There are more worries ahead for the UK commercial property industry as the European debt crisis continues to hit sentiment and risk aversion increases, according to the latest Real Estate Investment Forecast from Colliers International.
The All Property total return forecast for this year is 8%, down from Collier’s quarter two forecast of 8.4% due to the rise in negative sentiment and the increased likelihood of a near term ‘double dip’ recession in Europe and the United States. Currently, interest in prime real estate assets remains strong across commercial segments, it says.

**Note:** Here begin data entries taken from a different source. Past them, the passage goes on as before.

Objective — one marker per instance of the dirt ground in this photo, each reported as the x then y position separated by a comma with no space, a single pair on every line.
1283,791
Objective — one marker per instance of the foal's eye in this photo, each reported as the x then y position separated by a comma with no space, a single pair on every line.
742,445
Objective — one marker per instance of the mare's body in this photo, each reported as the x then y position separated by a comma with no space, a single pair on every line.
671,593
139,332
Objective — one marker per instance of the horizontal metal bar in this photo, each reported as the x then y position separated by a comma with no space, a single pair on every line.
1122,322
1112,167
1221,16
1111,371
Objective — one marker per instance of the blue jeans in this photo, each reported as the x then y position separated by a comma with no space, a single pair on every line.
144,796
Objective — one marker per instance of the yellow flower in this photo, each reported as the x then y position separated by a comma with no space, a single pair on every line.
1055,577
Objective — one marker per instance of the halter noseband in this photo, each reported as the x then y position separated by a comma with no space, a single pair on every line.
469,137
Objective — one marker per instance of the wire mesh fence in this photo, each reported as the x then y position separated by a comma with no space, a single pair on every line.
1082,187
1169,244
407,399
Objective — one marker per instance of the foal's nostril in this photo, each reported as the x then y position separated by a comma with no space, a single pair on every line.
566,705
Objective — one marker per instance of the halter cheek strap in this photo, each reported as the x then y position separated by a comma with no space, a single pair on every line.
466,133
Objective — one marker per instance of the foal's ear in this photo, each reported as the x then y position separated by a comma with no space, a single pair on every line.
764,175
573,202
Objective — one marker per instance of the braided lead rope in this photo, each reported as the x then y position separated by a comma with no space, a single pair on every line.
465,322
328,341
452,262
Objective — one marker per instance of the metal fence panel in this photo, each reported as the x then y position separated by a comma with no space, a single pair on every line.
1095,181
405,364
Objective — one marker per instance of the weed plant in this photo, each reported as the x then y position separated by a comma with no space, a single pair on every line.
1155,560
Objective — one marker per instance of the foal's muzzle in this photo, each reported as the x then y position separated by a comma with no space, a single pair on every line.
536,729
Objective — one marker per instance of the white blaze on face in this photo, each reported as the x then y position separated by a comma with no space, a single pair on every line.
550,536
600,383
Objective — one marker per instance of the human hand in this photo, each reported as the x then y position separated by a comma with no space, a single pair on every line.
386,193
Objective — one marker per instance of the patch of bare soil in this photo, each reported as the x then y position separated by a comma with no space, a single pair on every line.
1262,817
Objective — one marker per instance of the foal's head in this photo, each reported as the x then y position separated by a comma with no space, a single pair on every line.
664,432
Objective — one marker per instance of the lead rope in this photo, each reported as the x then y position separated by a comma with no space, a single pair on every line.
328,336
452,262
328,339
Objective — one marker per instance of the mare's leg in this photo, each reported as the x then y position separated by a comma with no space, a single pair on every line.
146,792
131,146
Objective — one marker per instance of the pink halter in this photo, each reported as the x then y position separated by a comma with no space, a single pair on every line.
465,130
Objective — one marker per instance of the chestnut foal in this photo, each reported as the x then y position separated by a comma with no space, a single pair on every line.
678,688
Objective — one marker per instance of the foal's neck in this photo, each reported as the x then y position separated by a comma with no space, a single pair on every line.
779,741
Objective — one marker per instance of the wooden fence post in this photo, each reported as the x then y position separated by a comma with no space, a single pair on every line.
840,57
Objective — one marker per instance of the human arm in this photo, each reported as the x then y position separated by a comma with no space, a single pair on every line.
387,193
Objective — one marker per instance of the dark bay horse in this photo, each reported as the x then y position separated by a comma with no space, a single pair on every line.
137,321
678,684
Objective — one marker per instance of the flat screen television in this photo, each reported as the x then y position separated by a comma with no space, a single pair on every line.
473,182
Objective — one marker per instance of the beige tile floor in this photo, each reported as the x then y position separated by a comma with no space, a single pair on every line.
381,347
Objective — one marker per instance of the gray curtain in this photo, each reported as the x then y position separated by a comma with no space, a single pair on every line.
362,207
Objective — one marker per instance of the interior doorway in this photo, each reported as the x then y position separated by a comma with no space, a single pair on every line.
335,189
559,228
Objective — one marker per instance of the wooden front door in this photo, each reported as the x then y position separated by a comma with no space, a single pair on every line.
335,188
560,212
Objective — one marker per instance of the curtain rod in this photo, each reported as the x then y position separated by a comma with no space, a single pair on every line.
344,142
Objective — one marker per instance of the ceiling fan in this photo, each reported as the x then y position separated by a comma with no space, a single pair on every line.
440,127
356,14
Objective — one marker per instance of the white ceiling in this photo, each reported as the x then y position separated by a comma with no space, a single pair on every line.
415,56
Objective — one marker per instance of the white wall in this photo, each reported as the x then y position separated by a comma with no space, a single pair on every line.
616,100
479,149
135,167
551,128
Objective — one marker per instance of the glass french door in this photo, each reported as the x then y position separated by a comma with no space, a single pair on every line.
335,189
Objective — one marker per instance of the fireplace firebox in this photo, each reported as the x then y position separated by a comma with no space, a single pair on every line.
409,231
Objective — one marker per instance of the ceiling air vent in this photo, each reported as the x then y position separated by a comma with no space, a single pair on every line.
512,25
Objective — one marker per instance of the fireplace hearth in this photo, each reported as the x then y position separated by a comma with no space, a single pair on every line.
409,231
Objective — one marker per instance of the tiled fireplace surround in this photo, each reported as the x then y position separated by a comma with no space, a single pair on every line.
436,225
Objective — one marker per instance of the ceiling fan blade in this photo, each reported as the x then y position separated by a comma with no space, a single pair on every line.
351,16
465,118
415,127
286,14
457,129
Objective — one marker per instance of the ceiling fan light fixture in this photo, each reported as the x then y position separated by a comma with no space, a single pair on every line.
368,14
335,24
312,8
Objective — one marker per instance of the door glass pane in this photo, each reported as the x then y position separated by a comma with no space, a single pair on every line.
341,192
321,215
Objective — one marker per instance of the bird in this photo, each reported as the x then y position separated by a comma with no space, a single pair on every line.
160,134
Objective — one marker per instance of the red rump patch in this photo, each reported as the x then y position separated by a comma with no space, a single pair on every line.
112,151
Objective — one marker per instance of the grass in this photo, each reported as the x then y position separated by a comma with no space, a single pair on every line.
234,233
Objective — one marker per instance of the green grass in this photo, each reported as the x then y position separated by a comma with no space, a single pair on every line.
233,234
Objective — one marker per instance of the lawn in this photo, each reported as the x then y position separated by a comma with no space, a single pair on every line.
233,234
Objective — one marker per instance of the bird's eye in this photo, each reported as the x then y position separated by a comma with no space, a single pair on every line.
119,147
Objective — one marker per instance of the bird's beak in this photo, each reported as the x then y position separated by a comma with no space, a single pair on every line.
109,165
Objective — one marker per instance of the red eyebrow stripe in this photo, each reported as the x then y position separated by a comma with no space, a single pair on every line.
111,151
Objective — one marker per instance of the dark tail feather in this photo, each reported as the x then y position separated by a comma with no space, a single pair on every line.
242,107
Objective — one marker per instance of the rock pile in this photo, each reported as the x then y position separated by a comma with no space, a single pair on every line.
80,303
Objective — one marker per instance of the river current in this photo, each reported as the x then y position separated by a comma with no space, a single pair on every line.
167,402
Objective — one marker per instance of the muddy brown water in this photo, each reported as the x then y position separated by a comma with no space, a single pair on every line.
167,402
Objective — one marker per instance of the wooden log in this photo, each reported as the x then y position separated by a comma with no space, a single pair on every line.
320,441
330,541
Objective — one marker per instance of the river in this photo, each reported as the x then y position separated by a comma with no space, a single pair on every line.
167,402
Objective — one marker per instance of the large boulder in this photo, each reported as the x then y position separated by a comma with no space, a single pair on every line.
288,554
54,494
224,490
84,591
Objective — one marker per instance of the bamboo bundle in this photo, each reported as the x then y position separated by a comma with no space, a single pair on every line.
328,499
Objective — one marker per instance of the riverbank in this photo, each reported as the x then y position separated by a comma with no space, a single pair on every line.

Sub 3% retail transaction yields have been recorded in London on Old Bond Street (Cartier) and in Knightsbridge (Rolex). Despite falling bond yields, Central London pricing may be finding a base. Central London office demand for new space has been steady with further rental growth expected due to supply constraints. Some 13 requirements, active and potential, of over 100,000 square feet are focused on the City. Demand for medium sized units of 10,000 to 40,000 square feet, has also been steady with supply also limited.
Industrial occupiers are beginning to invest in distribution warehouses as some 15 ‘design and build’ schemes have been announced in the past three months compared to none in the previous three years. Occupiers with immediate needs are resorting to sub optimal smaller units to supplement current operations.
‘Given the volatility of equities markets across the globe, no asset class can claim immunity from uncertainty. Since the last publication of the Real Estate Investment Forecast, the European debt crisis has increased the prospect of a global debt crisis, with the spotlight shifting to Washington’s debt ceiling debacle and subsequent downgrade of US debt. This summer has seen surprising amounts of risk aversion as the AAA rated UK gilts have fallen from 3.4% at the beginning of July to 2.3% by the middle of August,’ said Rahim Jiwani, Property Economist at Colliers International.
‘The strongest returns are expected in 2013 as the economy begins to approach trend growth. From 2012 to 2016, we expect All Property to have an annualised 7.9% return led by the City of London offices and a rebound in shopping centres further along the horizon,’ he explained.
‘All Property equivalent and initial yields have fallen slightly in the year to date and may see further marginal compression by year end as rental growth trends begin to strengthen. Rental growth for All Property over the 12 months ending in July nudged positive for the first time since October 2008, according to the July IPD Monthly Digest. Rental growth for 2011 is forecast to be 0.1%, but will strengthen over the next couple of years at an annualised 2% from 2012 to 2016,’ he added.